- Nova versão da NR-01 torna obrigatórios os riscos psicossociais no ambiente de trabalho, incluindo sobrecarga, baixa autonomia, falta de apoio, conflitos de função e isolamento.
- Esses riscos passam a integrar o Programa de Gerenciamento de Riscos e a saúde mental passa a fazer parte da gestão estratégica das empresas.
- A atuação é organizada em três frentes: promoção do bem-estar, prevenção de riscos e tratamento e suporte, com ações como campanhas, monitoramento e acesso a apoio psicológico.
- Indicadores como absenteísmo, presenteísmo, taxas de afastamento, índices de estresse, engajamento e sinistralidade em saúde serão usados para monitorar o impacto.
- As lideranças passam a ter papel central na identificação de sinais de sofrimento, com metas, prazos e responsáveis definidos.
A atualização da NR-01 (Norma Regulamentadora nº 1) obriga empresas a mapear e controlar riscos psicossociais no ambiente de trabalho. A medida amplia o conceito de segurança ocupacional para incluir aspectos emocionais e sociais que afetam desempenho e bem-estar.
Agora, fatores como sobrecarga de trabalho, baixa autonomia, falta de apoio de líderes, conflitos de função e isolamento podem ser classificados como riscos ocupacionais. A identificação desses itens passa a integrar a gestão da saúde no trabalho.
Além do diagnóstico, a norma determina ações no Programa de Gerenciamento de Riscos (PGR). A saúde mental passa a compor a estratégia de gestão, com foco em prevenção, promoção e tratamento.
NR-01 atualizada: o que muda na prática
Empresas passam a incluir riscos psicossociais noPGR e a revisá-lo periodicamente. A mudança envolve três frentes: promoção do bem-estar, prevenção de riscos e tratamento e suporte aos trabalhadores.

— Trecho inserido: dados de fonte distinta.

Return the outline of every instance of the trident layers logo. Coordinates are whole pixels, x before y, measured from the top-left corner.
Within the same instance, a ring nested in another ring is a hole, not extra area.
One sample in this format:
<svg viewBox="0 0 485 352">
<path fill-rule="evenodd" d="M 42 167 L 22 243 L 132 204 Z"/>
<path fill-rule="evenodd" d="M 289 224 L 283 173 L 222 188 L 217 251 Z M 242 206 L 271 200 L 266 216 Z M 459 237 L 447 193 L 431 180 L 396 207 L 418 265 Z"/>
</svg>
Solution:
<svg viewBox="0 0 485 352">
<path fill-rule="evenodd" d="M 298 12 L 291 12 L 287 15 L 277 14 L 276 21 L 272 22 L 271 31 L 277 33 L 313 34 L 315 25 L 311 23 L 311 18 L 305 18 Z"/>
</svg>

Para promoção do bem-estar, cabem campanhas internas, workshops sobre equilíbrio emocional e ações educativas contínuas. A prevenção envolve monitoramento do ambiente, treinamento de lideranças e gestão do estresse.
Já o tratamento prevê acesso a apoio psicológico, encaminhamentos a especialistas e acompanhamento de casos mais graves. A participação dos trabalhadores no processo de identificação é enfatizada.
Indicadores e monitoramento
A norma estabelece o uso de indicadores para acompanhar a saúde mental nas organizações. Cortes como absenteísmo, presenteísmo, taxas de afastamento, níveis de estresse, engajamento e sinistralidade em saúde passam a ser monitorados.
Esses dados ajudam a identificar padrões e a antever problemas antes que se tornem mais graves. Empresas devem manter metas, prazos e responsáveis para cada iniciativa ligada à saúde mental.
Papel da liderança e cultura organizacional
Gestores e equipes de saúde ocupacional ganham papel central na detecção de sinais de sofrimento emocional e na atuação preventiva. Lideranças precisam estar preparadas para intervir de forma adequada.
A atualização marca a transição para uma cultura que vincula produtividade, bem-estar e prevenção. A expectativa é criar ambientes de trabalho mais equilibrados e sustentáveis ao longo do tempo.